Our death curve growth rate is similarly slowing. Not as fast as infections – which we’d expect since any impact on deaths will lag infections – but still we’re making real progress.
Looking at raw daily deaths and eyeballing it – which I should never do – I’m ready to declare prematurely we’ve leveled off our daily death rate at around 10 per day. No, I shouldn’t do that, but you can see where my optimism comes from.
Now let’s take one more look at the University of Washington model of our state’s progress on COVID vs. our medical resources. Two days ago, our model showed we’d need 2342 beds at peak, 350 ICU beds with a shortage of only 9 ICU beds and 280 ventilators. Our Peak was scheduled to arrive April 11.

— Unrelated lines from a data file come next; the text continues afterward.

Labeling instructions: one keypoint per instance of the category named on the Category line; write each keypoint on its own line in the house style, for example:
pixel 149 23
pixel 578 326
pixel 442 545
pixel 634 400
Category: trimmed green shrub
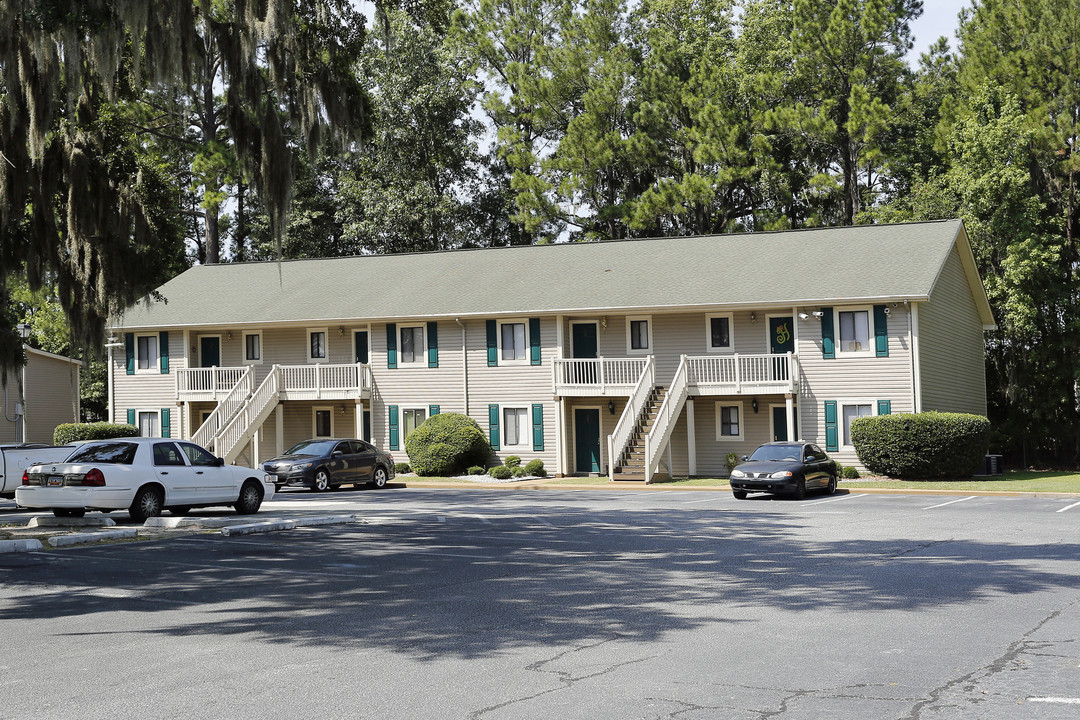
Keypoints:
pixel 92 431
pixel 447 444
pixel 925 445
pixel 499 472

With our updated data and trends, we’ve dramatically shifted things. We are passing our peak utilization right now, and are predicted to have plenty of ventilators, plenty of ICU beds, and plenty of hospital beds. Congratulations!
Now, let’s be clear: This entire model is based on the assumption we now keep up the distancing! COVID is still out there among us – on the shopping carts, in our population, and apparently maybe in our cats. If we all go back to our old behaviors now, we’ll almost certainly shoot back up to 20% growth rates and be right back where we started. We absolutely must keep this up through the end of the curve, currently around May 01. And then opening up will be one of the trickiest, most cautious, scariest things we as a community will ever do.
I’m reaching the same conclusions about King County, with slightly different analysis of the same data. I’m doing trailing 7 day averages, which smooths things out and corrects for day of week effect, and I’m seeing the infection rate drop by about 10% from the peak, and the death rate stable within a narrow band of 61-67 deaths per week, every day for the last 8 days.